Author: Stacey Arsenault
Have you ever wondered: “what’s all the buzz about gratitude?” We’ve got you covered! Our brain is like velcro for those negative moments. They stick in our mind even when we don’t want them to. When it comes to those positive moments, our brain is like a strainer, they slip on through. This is why it’s important to take the time to focus on the good so those positive moments stick. When you actively create a gratitude practice, it can lead to a more positive attitude and joyful life.
What does a gratitude practice look like? It can take many different shapes and it’s important to find a way that works for you. What’s most important is that you take ACTION and create a routine versus just acknowledging that gratitude is important. Here are some ideas to get you started. Keep in mind that you don’t need a grand magical moment to practice gratitude. Being grateful is being aware of those small moments that you appreciate.

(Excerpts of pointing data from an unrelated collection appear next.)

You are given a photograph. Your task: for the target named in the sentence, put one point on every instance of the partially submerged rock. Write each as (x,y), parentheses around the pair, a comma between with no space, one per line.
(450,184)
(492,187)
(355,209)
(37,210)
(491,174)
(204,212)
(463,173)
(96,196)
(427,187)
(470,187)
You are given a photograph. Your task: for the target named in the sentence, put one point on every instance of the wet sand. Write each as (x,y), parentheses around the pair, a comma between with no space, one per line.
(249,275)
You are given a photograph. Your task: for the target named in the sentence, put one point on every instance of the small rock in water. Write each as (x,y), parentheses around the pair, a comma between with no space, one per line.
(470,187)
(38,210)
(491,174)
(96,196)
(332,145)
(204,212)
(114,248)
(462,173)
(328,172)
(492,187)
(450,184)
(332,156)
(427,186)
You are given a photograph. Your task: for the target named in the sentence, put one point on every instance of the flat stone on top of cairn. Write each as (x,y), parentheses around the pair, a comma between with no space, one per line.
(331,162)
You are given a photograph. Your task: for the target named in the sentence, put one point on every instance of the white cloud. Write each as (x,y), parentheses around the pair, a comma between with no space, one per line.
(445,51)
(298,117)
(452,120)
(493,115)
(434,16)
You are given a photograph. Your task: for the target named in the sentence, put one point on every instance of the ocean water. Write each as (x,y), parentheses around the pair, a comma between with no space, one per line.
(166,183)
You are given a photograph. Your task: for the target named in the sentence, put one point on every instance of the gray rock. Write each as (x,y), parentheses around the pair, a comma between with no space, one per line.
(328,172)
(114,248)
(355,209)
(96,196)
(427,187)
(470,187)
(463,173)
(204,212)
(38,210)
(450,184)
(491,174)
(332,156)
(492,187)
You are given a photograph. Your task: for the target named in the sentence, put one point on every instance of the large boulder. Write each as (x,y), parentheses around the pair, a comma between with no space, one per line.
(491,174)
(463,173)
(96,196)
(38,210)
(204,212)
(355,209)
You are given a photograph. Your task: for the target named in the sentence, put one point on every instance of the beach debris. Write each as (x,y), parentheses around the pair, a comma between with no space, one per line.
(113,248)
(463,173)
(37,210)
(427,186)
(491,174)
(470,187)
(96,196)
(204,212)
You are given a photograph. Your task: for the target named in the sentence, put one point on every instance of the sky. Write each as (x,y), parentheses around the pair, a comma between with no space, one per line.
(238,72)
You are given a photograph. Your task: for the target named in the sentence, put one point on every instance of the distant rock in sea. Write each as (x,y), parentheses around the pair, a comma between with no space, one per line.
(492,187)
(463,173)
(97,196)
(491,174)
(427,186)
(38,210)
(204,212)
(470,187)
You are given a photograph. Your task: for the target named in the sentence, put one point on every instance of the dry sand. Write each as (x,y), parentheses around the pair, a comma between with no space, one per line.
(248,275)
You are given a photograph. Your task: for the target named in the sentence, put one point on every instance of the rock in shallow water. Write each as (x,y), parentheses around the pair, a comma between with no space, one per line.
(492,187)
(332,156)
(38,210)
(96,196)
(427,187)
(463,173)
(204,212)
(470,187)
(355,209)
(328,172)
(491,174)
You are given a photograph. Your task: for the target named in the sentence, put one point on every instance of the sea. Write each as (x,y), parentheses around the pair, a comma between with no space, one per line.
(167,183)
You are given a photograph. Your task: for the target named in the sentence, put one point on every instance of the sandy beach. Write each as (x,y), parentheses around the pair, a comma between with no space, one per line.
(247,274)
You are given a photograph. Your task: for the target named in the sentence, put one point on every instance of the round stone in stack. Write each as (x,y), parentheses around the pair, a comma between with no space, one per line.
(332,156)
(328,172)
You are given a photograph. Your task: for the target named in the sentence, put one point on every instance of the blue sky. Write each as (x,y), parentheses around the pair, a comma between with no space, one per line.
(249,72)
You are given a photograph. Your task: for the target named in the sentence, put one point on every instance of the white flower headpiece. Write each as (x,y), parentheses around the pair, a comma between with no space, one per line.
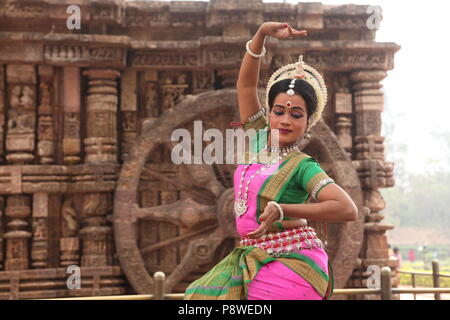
(300,70)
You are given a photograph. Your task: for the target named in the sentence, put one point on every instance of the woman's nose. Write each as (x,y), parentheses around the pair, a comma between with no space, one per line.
(285,119)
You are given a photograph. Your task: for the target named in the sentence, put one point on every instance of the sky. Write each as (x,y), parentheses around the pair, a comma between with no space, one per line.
(416,90)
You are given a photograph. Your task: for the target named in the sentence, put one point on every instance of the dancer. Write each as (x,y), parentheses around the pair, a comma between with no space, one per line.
(280,256)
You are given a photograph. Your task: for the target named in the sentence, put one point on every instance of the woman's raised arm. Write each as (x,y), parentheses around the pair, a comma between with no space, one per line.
(247,83)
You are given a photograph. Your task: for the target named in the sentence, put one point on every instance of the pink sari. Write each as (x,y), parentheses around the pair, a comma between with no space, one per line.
(274,280)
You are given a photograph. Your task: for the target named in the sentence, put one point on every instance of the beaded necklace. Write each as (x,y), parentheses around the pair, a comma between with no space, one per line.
(240,205)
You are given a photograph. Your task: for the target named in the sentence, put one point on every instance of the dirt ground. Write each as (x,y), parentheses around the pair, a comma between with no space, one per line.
(415,235)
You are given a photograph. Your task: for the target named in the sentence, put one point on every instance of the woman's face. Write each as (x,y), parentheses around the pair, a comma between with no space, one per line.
(289,118)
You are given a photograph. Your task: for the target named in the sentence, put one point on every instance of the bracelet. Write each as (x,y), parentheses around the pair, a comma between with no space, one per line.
(247,47)
(256,116)
(279,209)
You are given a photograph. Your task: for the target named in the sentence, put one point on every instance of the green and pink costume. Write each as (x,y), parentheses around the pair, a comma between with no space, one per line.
(290,264)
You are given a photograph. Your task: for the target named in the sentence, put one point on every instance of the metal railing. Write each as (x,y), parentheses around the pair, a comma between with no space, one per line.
(386,291)
(435,274)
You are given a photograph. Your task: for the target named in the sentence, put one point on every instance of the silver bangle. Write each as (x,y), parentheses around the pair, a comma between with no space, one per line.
(256,115)
(247,47)
(279,209)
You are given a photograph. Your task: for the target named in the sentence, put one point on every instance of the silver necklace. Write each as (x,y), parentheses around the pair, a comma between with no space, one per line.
(240,205)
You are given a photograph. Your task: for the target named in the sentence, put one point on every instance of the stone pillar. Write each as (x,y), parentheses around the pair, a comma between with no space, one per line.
(2,113)
(128,109)
(173,89)
(373,171)
(95,233)
(46,131)
(69,241)
(18,211)
(101,147)
(2,214)
(343,114)
(39,247)
(21,136)
(101,109)
(72,109)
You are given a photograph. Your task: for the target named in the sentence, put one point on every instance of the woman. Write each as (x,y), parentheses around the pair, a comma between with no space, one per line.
(280,257)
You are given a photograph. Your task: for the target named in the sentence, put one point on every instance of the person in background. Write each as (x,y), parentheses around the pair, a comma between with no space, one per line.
(411,255)
(399,257)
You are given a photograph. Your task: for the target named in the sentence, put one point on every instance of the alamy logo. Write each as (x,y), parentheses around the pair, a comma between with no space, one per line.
(74,280)
(74,20)
(374,280)
(373,21)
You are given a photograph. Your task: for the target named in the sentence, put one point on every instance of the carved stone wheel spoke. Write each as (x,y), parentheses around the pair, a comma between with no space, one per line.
(201,218)
(201,215)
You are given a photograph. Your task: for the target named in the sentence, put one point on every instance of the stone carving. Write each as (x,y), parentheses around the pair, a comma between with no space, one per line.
(68,54)
(157,59)
(190,213)
(61,156)
(20,137)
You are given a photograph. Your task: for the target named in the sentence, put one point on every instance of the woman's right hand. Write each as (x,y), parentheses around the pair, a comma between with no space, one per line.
(280,30)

1. Reflect! A great way to end your day is to acknowledge what happened that you’re grateful for. You can write them in your journal, tweet them, or share them with a loved one.
2. Take mini gratitude break. Stop mid-day and reflect on what’s going well so far. This can be a great way to help turn your day around if you’re having “one of those days” or help keep the positivity going if it’s been a great day.
3. Snap it! Maybe you’re more of the creative type, or you want to spice up your gratitude practice. Make it your goal to take one picture each day of what you’re grateful for. Turn it into a grateful treasure hunt, and be on the search for the good in your day! Then, post your pictures on Instagram, turn them into a collage, or drop them in a folder and take a peek at the end of the month. Get creative with it!
4. Make it a family event. Add your gratitude practice to the family dinner table (or another family time). Take turns sharing with your family members what you’re grateful for that day. It can be a great way to discover what happened in your family’s day. When sharing with others, it can be really meaningful to add additional gratitude about a family member to help foster a sense of community and kindness (ex. I really appreciated it when you helped me when I was running late this morning).
5. Make mental picture. When you catch yourself in a really great moment that you appreciate, take a moment to savor it by creating a mental picture. Close your eyes and picture exactly what you’re experiencing, what you smell, and how you feel. Soak in the moment!
What kind of gratitude practice would work best for you? Experiment and see which method fits your lifestyle.